Granby remains opposed to proposed dispensary location

An application for a recreational marijuana dispensary would put the store at 843 W. Agate Ave, just outside Granby town limits.
Eli Pace /

Granby’s elected officials have reasserted their opposition to a marijuana dispensary just outside town limits.

After a nine month delay because of an issue with the building lease, the hearing for IgadI’s proposed dispensary near Granby has been rescheduled for 10:30 a.m. Aug. 25. If passed, it would be IgadI’s second location in Grand County. Last September, the Granby Board of Trustees voted unanimously opposing the location.

However, the location at 843 W. Agate Ave. is not within town limits so the decision lies with the county. The Granby Trustees voted again on Tuesday against the proposed dispensary.

The trustees pointed to the fact that Granby residents voted in 2010 against allowing medical marijuana in town.

“We’re just moving forward with what the original vote was,” Trustee Josh Hardy said.

Two members of the public commented at Tuesday’s meeting with one highlighting the fact that the proposed dispensary is in the jurisdiction of the county. The other asked the town to reconsider the 10-year-old ballot measure because of the medical benefits of marijuana.

The Granby board voted 3-1 opposing the location, with Trustee Nick Raible dissenting. Raible pointed to the location of the dispensary and strict marijuana regulations as the reasoning for his decision.

“Personally, I do see the value — especially for cancer patients, as my wife is one — in having medical marijuana,” he said over the phone Thursday. “I might feel very differently if it were in town, but … it’s not in town. I feel like it’s the county’s responsibility.”

He added that the ballot question other trustees used for their reasoning was a decade old.

A recreational marijuana question could be placed on Granby’s ballot either through board action or through a citizen petition.

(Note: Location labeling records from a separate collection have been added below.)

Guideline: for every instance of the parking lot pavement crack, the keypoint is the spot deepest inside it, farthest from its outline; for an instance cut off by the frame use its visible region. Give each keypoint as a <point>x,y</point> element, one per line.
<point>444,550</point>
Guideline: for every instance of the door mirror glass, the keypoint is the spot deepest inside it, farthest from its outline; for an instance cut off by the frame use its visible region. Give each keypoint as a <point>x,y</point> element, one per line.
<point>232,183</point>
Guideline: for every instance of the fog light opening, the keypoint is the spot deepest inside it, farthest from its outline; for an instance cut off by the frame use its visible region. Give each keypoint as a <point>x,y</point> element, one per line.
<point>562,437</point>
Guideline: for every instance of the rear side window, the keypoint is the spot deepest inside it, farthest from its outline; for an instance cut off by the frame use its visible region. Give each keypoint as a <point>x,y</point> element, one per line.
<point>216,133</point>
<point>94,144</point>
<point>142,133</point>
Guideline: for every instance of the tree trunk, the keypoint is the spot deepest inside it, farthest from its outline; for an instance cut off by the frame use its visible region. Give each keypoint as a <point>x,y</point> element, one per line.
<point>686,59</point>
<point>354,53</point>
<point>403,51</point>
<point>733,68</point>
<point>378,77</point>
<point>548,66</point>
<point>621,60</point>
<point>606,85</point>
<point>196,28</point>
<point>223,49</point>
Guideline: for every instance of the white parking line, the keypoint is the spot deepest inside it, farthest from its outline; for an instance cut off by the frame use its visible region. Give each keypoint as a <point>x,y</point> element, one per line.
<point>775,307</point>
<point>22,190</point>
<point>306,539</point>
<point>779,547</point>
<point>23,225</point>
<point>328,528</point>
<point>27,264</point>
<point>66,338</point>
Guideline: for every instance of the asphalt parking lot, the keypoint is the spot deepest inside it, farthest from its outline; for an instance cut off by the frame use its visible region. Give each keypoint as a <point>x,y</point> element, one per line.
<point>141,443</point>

The deadline to place anything on a ballot is Sept. 4, which the trustees said did not allow enough time to consider board action on such a measure.

“If the public decided to get it on another ballot, whether it be November or another ballot in the future, I would say great,” Hardy added. “Let that go back to the voters, but the history shows for us that our townspeople did not want it.”

Even with the town opposed, Trustee Natascha O’Flaherty said she believed the county would approve the application. She cited a similar 2017 circumstance when the county accepted Serene Wellness’ proposed dispensary on unincorporated land abutting Winter Park despite strong opposition from the town.

She encouraged Granby to revisit a ballot measure in the future if the county approves the location.

Town Manager Ted Cherry will be attending the Aug. 25 county hearing as a representative of the town.

In other business:

• The board chose not to move forward with a Gallagher stabilization measure. Grand County, Winter Park and Fraser plan to have a ballot question this November asking voters to adjust mill levies to keep revenue consistent based on the state’s residential assessment rate.

Trustee O’Flaherty maintained that such a measure could raise taxes and asked that if it were to go on the ballot that the question state so clearly. The town manager advised that, if the language mentioned raising taxes, the town should not move forward with the ballot measure, as he suspected it would not pass.

Trustee Raible made a motion that the stabilization measure go forward without the tax language, but heard no second and the motion died.

• The board appointed Trustee Hardy as the acting mayor. If the mayor and mayor pro-tem are unavailable for a board meeting, the acting mayor runs the meeting. This was the case Tuesday, due to Mayor Paul Chavoustie’s impending departure and Mayor Pro-Tem Deb Shaw being out ill.